NFL clarifies 'defenseless player' designation in Huber hit
DEC 21, 2013 12:30p ET
After earlier declaring the hit that knocked the Bengals' Kevin Huber out of last week's game and ultimately ended the punter's season was illegal, NFL vice president of officiating Dean Blandino offered more explanation about why Friday.
The vicious nature of the hit and severity of Huber's injury drew significant attention that has lingered throughout the week with some wondering why it was illegal. The NFL's answer that Huber -- and all kickers and punters -- was designated a "defenseless player" caused yet another reaction from those questioning the distinction, so Blandino sought to explain the ins and outs of "defenseless player" status in a video released by the league.
"We'll take a look at the block on Kevin Huber and we'll talk about the defenseless player protection," Blandino said in a video accessible here. "I know this got a lot of attention this week (with) the statement 'the punter is defenseless throughout the down'. All that means is that a punter during this kicking play gets defenseless player protections just like a receiver trying to catch a pass, a quarterback in the act of or just after throwing a pass gets the same protection, so can't be hit in the head or neck area, can't use the crown or forehead/hairline parts of the helmet to the body."
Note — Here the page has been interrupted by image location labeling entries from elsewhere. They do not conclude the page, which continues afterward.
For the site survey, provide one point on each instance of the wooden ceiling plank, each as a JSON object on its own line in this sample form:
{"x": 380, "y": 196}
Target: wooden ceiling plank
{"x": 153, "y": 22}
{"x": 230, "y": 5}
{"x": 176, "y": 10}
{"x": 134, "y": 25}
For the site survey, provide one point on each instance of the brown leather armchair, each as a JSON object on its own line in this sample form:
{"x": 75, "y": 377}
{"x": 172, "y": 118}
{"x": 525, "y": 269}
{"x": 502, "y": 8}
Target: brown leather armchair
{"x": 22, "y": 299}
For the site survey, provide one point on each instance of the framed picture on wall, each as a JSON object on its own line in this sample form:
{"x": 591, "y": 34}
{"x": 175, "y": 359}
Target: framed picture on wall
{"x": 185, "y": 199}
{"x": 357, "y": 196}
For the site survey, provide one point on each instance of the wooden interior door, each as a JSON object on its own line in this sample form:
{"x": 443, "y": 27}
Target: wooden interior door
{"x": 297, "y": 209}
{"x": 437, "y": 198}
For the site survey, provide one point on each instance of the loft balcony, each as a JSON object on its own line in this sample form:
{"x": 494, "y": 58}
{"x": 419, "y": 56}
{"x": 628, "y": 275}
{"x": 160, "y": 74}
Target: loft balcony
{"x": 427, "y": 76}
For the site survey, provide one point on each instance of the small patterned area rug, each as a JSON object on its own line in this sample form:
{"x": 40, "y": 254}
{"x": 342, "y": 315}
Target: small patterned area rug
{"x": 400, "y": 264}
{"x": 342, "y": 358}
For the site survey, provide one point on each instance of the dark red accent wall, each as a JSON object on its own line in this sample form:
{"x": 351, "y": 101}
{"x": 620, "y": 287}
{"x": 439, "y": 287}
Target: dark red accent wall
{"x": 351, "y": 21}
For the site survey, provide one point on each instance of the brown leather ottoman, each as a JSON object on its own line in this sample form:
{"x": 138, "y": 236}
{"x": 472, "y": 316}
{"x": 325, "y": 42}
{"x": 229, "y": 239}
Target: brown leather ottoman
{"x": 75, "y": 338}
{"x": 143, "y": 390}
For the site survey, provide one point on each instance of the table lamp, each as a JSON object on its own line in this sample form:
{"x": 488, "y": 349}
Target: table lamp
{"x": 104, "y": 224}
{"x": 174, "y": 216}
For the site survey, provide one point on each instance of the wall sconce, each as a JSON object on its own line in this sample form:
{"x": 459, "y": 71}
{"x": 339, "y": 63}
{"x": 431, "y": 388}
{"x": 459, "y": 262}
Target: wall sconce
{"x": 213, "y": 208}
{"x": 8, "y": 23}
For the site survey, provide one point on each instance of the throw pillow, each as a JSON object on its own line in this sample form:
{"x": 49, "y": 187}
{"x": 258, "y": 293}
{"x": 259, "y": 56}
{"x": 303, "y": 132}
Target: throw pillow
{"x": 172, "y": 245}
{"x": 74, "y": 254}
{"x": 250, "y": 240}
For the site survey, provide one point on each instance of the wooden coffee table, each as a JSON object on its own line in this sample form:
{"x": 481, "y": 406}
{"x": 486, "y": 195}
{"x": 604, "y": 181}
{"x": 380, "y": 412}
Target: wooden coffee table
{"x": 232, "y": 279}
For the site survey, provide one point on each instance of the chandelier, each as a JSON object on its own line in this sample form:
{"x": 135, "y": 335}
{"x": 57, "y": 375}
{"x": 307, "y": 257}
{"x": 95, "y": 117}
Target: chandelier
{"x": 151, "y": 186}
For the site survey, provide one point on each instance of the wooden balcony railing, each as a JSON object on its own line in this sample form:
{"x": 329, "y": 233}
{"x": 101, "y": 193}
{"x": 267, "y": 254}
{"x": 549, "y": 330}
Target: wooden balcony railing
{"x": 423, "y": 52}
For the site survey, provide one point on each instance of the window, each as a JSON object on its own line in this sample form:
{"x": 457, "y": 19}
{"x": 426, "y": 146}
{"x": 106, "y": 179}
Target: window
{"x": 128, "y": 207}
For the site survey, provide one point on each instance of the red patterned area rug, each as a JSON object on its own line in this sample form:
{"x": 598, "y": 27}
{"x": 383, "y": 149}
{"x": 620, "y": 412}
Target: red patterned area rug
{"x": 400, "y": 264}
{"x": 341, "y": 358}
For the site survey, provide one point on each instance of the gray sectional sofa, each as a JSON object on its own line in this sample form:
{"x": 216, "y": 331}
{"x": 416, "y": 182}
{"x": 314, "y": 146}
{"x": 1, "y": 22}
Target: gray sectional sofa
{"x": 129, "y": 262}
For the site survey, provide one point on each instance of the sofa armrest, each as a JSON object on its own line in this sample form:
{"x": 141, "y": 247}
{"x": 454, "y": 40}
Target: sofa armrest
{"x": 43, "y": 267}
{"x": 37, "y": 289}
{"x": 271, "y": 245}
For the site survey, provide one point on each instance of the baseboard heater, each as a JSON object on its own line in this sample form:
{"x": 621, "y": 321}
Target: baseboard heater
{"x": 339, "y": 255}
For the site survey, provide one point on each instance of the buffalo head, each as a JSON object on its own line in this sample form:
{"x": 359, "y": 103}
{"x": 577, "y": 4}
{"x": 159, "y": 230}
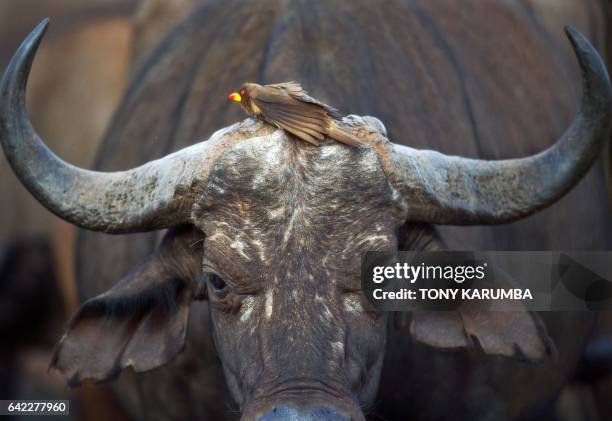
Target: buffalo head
{"x": 270, "y": 230}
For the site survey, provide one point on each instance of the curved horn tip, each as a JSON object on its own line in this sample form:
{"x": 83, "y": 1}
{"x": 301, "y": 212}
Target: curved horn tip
{"x": 20, "y": 64}
{"x": 36, "y": 35}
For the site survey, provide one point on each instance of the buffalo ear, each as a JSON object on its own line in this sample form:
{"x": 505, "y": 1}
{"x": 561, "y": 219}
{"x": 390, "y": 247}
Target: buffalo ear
{"x": 141, "y": 322}
{"x": 512, "y": 331}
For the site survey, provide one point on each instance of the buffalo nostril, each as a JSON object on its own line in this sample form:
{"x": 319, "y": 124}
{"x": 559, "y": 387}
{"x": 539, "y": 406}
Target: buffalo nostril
{"x": 316, "y": 413}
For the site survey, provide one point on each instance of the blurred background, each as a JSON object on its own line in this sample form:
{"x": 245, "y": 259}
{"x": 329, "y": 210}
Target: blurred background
{"x": 90, "y": 52}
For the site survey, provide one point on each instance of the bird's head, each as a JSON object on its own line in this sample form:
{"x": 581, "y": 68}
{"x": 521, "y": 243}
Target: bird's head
{"x": 243, "y": 94}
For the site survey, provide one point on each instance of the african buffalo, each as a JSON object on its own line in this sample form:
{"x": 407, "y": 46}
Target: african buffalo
{"x": 265, "y": 233}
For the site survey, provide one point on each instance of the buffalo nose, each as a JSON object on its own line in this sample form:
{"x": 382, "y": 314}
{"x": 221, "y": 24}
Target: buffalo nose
{"x": 316, "y": 413}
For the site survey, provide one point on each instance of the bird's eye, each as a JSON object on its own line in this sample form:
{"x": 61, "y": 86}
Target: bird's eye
{"x": 216, "y": 282}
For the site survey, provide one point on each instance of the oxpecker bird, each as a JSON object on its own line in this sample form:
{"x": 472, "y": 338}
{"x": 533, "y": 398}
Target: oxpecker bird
{"x": 288, "y": 106}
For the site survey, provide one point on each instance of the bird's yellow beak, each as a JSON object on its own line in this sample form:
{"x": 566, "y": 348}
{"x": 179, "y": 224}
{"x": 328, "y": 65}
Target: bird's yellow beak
{"x": 235, "y": 97}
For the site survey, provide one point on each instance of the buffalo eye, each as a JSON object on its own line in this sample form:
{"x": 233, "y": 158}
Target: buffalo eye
{"x": 216, "y": 282}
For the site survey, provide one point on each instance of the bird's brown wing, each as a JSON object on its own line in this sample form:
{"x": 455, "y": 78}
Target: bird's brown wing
{"x": 295, "y": 90}
{"x": 307, "y": 120}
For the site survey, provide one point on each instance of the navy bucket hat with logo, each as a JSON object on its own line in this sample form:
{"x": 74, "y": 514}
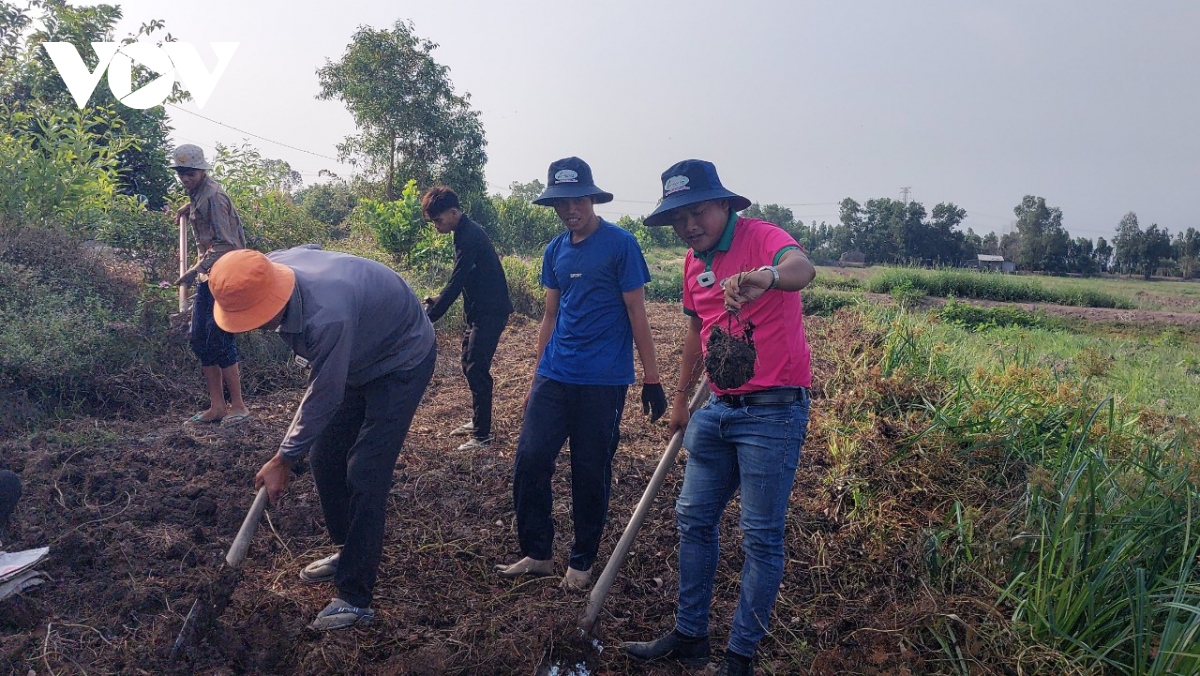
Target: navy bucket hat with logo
{"x": 688, "y": 183}
{"x": 570, "y": 177}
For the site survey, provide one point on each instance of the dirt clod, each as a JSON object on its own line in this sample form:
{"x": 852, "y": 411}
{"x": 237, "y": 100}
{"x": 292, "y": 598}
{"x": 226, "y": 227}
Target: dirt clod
{"x": 730, "y": 358}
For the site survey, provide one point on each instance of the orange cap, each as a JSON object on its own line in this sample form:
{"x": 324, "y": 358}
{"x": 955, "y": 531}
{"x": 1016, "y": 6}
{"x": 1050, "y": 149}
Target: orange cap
{"x": 249, "y": 289}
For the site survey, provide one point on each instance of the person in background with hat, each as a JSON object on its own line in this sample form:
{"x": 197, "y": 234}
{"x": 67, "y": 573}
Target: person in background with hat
{"x": 595, "y": 311}
{"x": 216, "y": 228}
{"x": 364, "y": 334}
{"x": 486, "y": 305}
{"x": 747, "y": 437}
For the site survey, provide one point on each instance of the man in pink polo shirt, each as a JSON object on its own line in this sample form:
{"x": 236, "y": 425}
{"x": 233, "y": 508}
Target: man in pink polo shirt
{"x": 738, "y": 273}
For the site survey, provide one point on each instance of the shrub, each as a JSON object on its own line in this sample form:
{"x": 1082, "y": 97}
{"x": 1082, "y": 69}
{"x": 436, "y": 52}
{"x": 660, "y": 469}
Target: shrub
{"x": 525, "y": 286}
{"x": 396, "y": 225}
{"x": 59, "y": 168}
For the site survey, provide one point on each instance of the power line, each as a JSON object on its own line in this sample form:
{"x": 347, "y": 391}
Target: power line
{"x": 255, "y": 135}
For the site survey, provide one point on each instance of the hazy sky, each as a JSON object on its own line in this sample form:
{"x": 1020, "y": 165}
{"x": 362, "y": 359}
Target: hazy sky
{"x": 1092, "y": 105}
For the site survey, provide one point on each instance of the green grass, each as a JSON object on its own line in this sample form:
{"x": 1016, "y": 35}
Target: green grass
{"x": 1131, "y": 292}
{"x": 1096, "y": 560}
{"x": 989, "y": 286}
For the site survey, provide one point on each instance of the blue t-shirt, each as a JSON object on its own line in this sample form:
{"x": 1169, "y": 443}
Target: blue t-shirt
{"x": 593, "y": 340}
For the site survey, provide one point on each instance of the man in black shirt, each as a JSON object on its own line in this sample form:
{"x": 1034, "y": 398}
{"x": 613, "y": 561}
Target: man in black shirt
{"x": 486, "y": 306}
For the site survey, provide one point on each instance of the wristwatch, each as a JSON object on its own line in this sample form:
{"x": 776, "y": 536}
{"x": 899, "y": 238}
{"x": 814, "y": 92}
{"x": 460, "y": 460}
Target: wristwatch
{"x": 774, "y": 275}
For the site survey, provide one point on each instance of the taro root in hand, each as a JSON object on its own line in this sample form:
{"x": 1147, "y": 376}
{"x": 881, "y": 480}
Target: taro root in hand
{"x": 730, "y": 359}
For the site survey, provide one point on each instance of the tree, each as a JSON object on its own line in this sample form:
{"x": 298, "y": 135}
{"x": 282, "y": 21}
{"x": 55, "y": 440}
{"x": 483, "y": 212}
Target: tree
{"x": 329, "y": 202}
{"x": 1081, "y": 256}
{"x": 412, "y": 123}
{"x": 29, "y": 83}
{"x": 943, "y": 244}
{"x": 521, "y": 226}
{"x": 1103, "y": 253}
{"x": 1043, "y": 240}
{"x": 1156, "y": 247}
{"x": 1127, "y": 245}
{"x": 1187, "y": 251}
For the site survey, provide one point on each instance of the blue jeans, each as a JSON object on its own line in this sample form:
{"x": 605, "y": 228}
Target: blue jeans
{"x": 756, "y": 448}
{"x": 591, "y": 417}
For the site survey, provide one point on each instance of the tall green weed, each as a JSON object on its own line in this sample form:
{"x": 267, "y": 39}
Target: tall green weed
{"x": 988, "y": 286}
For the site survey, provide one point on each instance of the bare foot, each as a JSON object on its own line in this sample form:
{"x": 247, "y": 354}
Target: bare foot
{"x": 527, "y": 567}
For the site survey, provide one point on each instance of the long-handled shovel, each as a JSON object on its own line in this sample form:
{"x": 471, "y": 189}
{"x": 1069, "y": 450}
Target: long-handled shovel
{"x": 600, "y": 591}
{"x": 216, "y": 597}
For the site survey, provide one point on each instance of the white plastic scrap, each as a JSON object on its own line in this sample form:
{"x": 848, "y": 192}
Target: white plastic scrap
{"x": 17, "y": 573}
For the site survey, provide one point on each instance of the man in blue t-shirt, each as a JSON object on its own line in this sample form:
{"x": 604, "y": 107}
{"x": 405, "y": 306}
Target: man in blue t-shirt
{"x": 595, "y": 311}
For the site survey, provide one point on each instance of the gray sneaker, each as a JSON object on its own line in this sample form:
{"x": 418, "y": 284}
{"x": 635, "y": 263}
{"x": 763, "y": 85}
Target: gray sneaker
{"x": 321, "y": 570}
{"x": 341, "y": 615}
{"x": 474, "y": 444}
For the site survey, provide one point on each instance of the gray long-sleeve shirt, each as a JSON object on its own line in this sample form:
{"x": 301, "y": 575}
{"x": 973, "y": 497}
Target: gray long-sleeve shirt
{"x": 353, "y": 321}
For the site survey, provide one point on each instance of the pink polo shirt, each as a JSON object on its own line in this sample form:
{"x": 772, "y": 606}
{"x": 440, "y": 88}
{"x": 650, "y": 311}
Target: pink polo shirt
{"x": 784, "y": 358}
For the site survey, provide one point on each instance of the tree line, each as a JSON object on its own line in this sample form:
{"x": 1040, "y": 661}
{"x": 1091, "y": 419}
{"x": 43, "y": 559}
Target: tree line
{"x": 888, "y": 231}
{"x": 103, "y": 168}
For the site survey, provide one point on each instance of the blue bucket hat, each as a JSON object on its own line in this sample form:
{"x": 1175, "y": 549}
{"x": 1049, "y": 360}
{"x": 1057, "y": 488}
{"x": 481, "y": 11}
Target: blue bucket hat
{"x": 688, "y": 183}
{"x": 570, "y": 177}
He explained the punter is protected even if he is in pursuit of the ball.
"We're going to obviously use some common sense," he said. "If he's in the process of making a tackle he's not going to get defenseless player protections in terms of if there is helmet-to-helmet contact in the process of making a tackle it's not going to be a foul on the opponent, but here the punter does get protection throughout the down just like a quarterback or a receiver. The kicker on a kickoff gets those protections."
Along with kickers and punters, the long snapper is afforded such protections, as are players who might receive a blindside block if it is delivered to the head/neck area and/or with the crowd of the helmet.
"Part of the reason that rule was put in was players were taking shots at the kickers and punters away from the play during those downs and those are specialized positions. If you lose your punter you're in a situation like Cincinnati was where you don't have a viable backup punter on the active roster."